Intervention de Daniela Cobet, membre du Comité Exécutif du NPA

Si nous avons décidé d’organiser cette année un atelier sur la question de la répression, des attaques liberticides, des reculs sur le plan de la démocratie formelle en France aujourd’hui, c’est que nous pensons que cette question à une certaine actualité. Si on essaye de passer en revue cette dernière année, on peut voir un certain nombre d’éléments qui justifient d’avoir une réflexion et une discussion spécifique sur cette question.

Nous partions déjà d’un cadre répressif préexistant, en particulier contre les secteurs des classes populaires.
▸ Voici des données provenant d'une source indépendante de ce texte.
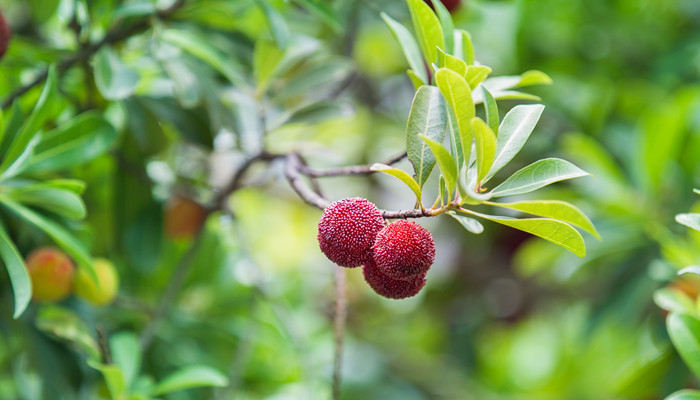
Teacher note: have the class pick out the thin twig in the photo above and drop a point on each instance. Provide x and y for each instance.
(115, 35)
(353, 170)
(339, 329)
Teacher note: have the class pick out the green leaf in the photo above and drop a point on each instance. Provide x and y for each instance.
(451, 62)
(200, 47)
(691, 220)
(400, 174)
(409, 46)
(59, 201)
(559, 210)
(536, 175)
(266, 58)
(323, 11)
(126, 352)
(276, 24)
(476, 74)
(74, 142)
(114, 80)
(20, 148)
(492, 118)
(190, 377)
(514, 131)
(448, 25)
(467, 223)
(428, 118)
(64, 324)
(64, 239)
(674, 300)
(557, 232)
(114, 378)
(447, 164)
(684, 331)
(485, 148)
(467, 47)
(21, 284)
(458, 95)
(428, 29)
(685, 394)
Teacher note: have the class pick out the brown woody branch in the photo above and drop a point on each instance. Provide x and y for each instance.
(115, 35)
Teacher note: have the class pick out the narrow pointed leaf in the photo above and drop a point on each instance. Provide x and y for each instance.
(451, 62)
(536, 175)
(409, 46)
(428, 29)
(64, 239)
(476, 74)
(448, 25)
(447, 164)
(514, 131)
(559, 210)
(429, 118)
(557, 232)
(691, 220)
(485, 148)
(467, 48)
(31, 125)
(492, 118)
(400, 174)
(469, 224)
(684, 331)
(458, 95)
(190, 377)
(21, 284)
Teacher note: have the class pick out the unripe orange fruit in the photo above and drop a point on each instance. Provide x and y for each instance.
(5, 34)
(183, 217)
(100, 292)
(51, 272)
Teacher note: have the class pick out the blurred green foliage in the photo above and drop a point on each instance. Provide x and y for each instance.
(503, 316)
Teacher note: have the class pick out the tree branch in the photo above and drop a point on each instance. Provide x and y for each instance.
(116, 34)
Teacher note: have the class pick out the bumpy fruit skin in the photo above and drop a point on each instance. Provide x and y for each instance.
(347, 230)
(404, 250)
(5, 34)
(389, 287)
(183, 217)
(103, 291)
(51, 273)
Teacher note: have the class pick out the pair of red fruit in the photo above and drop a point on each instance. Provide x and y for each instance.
(395, 257)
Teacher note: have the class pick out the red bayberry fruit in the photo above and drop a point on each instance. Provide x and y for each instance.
(389, 287)
(51, 272)
(5, 34)
(404, 250)
(347, 230)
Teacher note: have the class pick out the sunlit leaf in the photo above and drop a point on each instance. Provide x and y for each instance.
(427, 117)
(428, 29)
(559, 210)
(536, 175)
(400, 174)
(21, 285)
(190, 377)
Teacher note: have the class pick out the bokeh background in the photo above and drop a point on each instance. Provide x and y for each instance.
(503, 315)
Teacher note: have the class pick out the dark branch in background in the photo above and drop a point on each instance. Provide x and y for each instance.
(115, 35)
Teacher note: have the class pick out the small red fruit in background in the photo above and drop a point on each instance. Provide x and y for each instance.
(347, 230)
(389, 287)
(404, 250)
(5, 34)
(51, 272)
(184, 217)
(450, 5)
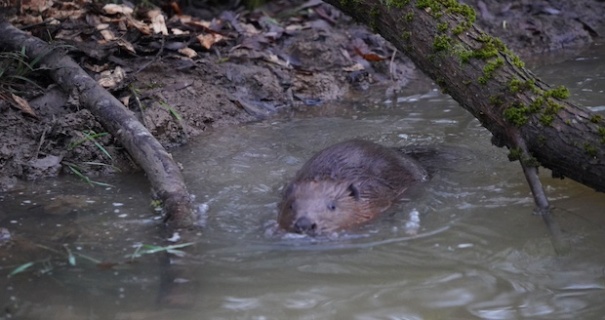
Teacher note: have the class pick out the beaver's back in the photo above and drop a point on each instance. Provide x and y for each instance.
(345, 185)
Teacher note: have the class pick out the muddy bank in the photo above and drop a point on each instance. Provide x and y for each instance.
(269, 61)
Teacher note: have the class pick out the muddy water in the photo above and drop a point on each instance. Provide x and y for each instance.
(478, 252)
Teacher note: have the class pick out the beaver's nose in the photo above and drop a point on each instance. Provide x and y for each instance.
(304, 225)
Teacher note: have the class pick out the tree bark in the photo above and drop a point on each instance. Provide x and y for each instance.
(533, 120)
(163, 173)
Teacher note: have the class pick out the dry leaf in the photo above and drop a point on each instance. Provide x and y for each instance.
(207, 40)
(107, 35)
(36, 5)
(355, 67)
(158, 23)
(110, 79)
(188, 52)
(24, 106)
(126, 45)
(117, 8)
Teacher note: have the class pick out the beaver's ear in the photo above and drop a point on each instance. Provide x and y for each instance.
(354, 192)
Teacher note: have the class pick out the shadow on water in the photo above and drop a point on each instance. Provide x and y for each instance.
(475, 252)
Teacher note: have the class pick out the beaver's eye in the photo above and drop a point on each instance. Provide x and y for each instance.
(331, 206)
On connaît le niveau de violence policière qui peut exister en France et depuis plusieurs années à l’égard des habitants des quartiers, de la population d’origine immigréé. Cette année nous avons eu au moins un cas très emblématique, autour du jugement des assassins de Zied et Bouna, qui montre à quel point cette répression est d’actualité et à quel point nous vivons dans un pays où il y a une justice de classe et où l’on peut tuer impunément. Cela a été mis d’actualité à l’échelle internationale, notamment avec les violences contre la population noire aux États-Unis. « Les vies des noirs compte aussi » est devenu le mot d’ordre des manifestants. En France aussi on pourrait dire que la vie des populations d’origines immigrées compte moins aussi pour certains.

Mais cette question des violences policières a été mise à nu cette année avec la mort d’un militant, Rémi Fraysse, dans une mobilisation à Sivens. Cela a suscité par la suite une série de mobilisations dénonçant le fait que, dans la France d’aujourd’hui, on peut mourir pour avoir participé à une mobilisation. Les policiers coupables de cette action restent évidemment impunis.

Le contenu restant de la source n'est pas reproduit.